Found Poem

Cut with a kitchen knife
Cut with a kitchen knife

Pull several short phrases from a text – especially evocative and vivid phrases from a story or novel (write them on scraps of paper).

Arrange/modify/edit/group the phrases into a “found poem.”

For a “Dadaist” flavour, pull the slips of paper from a bag randomly and use them in the order drawn.

 

Example:

Found Poem from The Truce by Charles G.D. Roberts.

Every now and then a woodsman pays with his life for failing to recognize
that the bear won't always play by rule.
The wilderness loves a master; and the challenge was not accepted.
From that moment he was a veritable demon of vengeance,
his hunger was all forgotten in red rage.

A light of elation came into his eyes,
And he felt himself able to win the contest against whatever odds.
Then, even as he spoke, a strange, terrifying sound ran all about him,
a straining grumble, ominous as the first growl of an earthquake.

He bit off a chew from his plug of "blackjack,"
and with calm eyes surveyed the doom toward which he was rushing.
Now that he and his enemy were involved in a common and appalling doom,
the enmity was forgotten.

He made ready to plunge in and at least die battling,
when fate took yet another whim.
He rose cautiously and crouched,
every sinew tense to renew the battle for life.

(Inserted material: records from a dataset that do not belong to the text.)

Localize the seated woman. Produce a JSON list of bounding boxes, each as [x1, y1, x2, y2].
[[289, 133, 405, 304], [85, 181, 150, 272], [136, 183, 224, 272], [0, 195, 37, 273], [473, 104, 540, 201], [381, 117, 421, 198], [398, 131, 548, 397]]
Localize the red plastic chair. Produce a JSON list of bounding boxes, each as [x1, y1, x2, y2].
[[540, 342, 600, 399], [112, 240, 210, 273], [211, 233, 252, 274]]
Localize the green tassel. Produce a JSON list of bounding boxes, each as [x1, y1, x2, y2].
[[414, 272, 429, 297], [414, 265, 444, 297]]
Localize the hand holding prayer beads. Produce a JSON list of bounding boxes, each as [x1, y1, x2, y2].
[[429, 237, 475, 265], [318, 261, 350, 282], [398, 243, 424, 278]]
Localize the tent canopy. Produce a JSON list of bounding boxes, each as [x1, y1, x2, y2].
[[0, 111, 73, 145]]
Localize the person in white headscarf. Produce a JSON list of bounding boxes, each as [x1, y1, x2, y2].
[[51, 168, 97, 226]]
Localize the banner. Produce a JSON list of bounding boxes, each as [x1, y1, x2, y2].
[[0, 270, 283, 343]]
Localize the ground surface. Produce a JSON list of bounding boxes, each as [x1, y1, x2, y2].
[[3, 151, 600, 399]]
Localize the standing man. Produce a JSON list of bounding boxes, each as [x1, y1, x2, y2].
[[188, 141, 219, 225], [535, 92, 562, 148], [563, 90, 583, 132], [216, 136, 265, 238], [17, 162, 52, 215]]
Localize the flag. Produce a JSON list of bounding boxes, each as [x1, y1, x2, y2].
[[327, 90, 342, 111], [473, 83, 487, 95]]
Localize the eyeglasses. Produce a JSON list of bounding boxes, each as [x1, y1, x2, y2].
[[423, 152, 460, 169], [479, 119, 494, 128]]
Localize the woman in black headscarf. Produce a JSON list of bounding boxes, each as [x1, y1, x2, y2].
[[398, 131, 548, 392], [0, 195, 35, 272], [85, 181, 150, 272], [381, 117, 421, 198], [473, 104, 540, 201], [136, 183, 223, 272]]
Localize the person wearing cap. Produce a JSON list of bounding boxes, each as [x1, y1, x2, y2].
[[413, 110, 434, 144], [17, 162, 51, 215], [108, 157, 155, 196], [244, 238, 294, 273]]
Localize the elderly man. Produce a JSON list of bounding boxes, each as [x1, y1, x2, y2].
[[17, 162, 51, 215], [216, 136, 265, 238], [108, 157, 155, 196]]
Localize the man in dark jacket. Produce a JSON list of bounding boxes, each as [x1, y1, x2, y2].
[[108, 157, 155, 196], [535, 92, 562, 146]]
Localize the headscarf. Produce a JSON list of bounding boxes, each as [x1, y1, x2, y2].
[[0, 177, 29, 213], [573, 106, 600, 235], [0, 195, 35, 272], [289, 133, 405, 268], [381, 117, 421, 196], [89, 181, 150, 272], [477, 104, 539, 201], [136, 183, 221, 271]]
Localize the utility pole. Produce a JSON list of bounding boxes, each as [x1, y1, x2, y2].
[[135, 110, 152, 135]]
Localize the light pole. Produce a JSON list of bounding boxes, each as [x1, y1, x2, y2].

His late enemy, alive, strong, splendid, and speeding to a hideous destruction,
was of the keener interest to his wilderness spirit.
There might be the ghost of a chance for him,
but the man saw that there was no chance of his adversary's escape.

In his eagerness, and without any conscious thought of what he was doing,
the man stepped down into the water knee-deep.
For a moment he wondered if he could hold on,
but he soon saw that his caution was unnecessary.

Whoever might be the victor, what remained for him?
The situation was not satisfactory from any point of view.
After a long, sagacious survey of the flood,
he drew his knife and cut himself an alpenstock.

This was the moment for which the man was waiting.
The man picked his way across the slippery, chaotic surface.
He strode up the trail till the great woods closed about him
and the raving thunders gradually died into quiet.

Whoever might be the victor, what remained for him?